We sampled the chef’s four-course tasting menu, which started with tuna crudo with cucumber, white soy, and trout roe. The white soy-based sauce was the star of the dish, brightened by a dose of mirin and grapefruit, helping to bring everything together. Up next was a perfectly cooked filet of seabass with tender and flavorful maitake mushroom and black kale. The skin was crispy and the fish was tender, but a roasted Peking duck broth poured over the fish was once again the star of the dish, rich with deep duck flavor as well as a hint of hoisin. Next was a 28-day dry-aged sliced La Frieda strip loin, served with tiny roasted heirloom potatoes and pan-fried scallions. The steak was perfectly cooked and full of flavor, and a rich pan sauce elevated the whole dish. For dessert, pastry chef Deden Putra’s warm apple tart with salted caramel and crème fraîche ice cream was flaky and impossible to not finish. Throughout the meal, wine director Jared Fischer kept us on our toes with unique choices like white Burgundy and a Finger Lakes red with the seabass, a Super Tuscan with the steak, and cider from Normandy with dessert.
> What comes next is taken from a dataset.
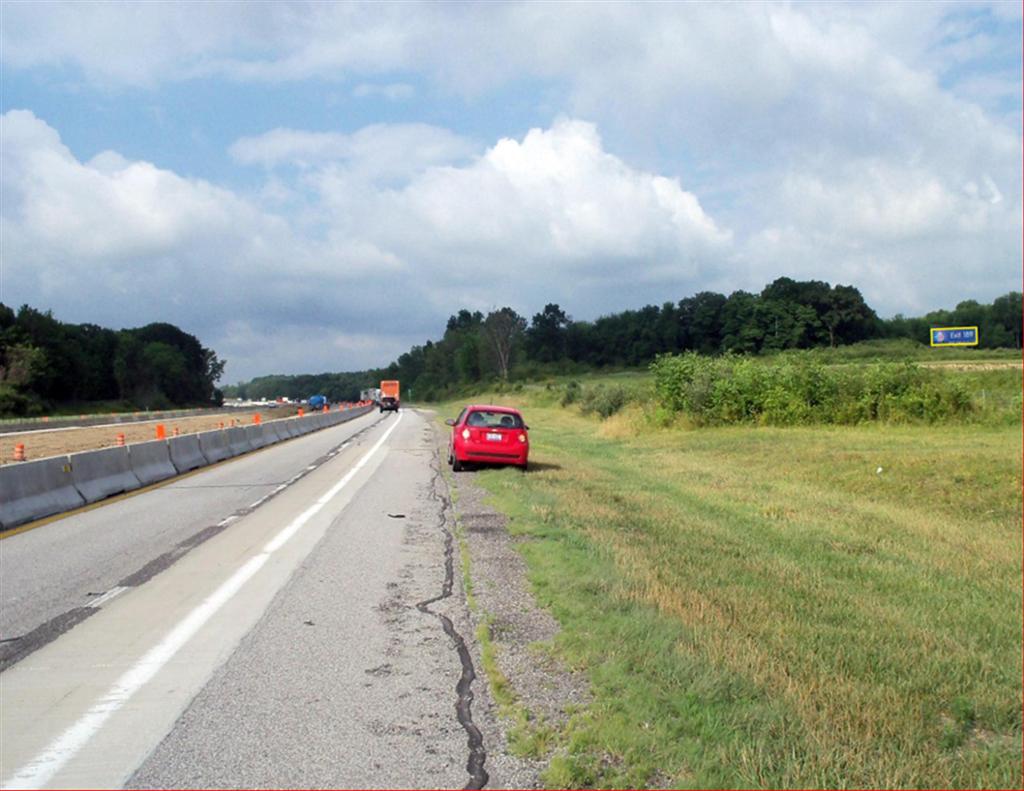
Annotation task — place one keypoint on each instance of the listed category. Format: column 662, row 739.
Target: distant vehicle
column 371, row 393
column 389, row 396
column 488, row 434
Clement is under-the radar on a stretch of Fifth Avenue that many don’t associate with great restaurants, and with entrées averaging $32 and the four-course menu at $89 without wine pairings (the six-course menu is $125, and includes caramelized foie gras and lobster risotto), the restaurant certainly isn’t inexpensive. But the price is certainly comparable to other, far less upscale restaurants in the neighborhood, and chef Remi (who won a Michelin star at Paris’ Le Sensing) has some serious skills on display here. With service this stellar, so much attention paid to the details, a great chef in the kitchen, a warm and inviting atmosphere, and a location in one of the city’s finest hotels, it shouldn’t come as a surprise that a meal at Clement is certainly worth experiencing. And for those looking for a cocktail, the adjacent Clement Bar is inviting and stylish, with plenty of creative concoctions.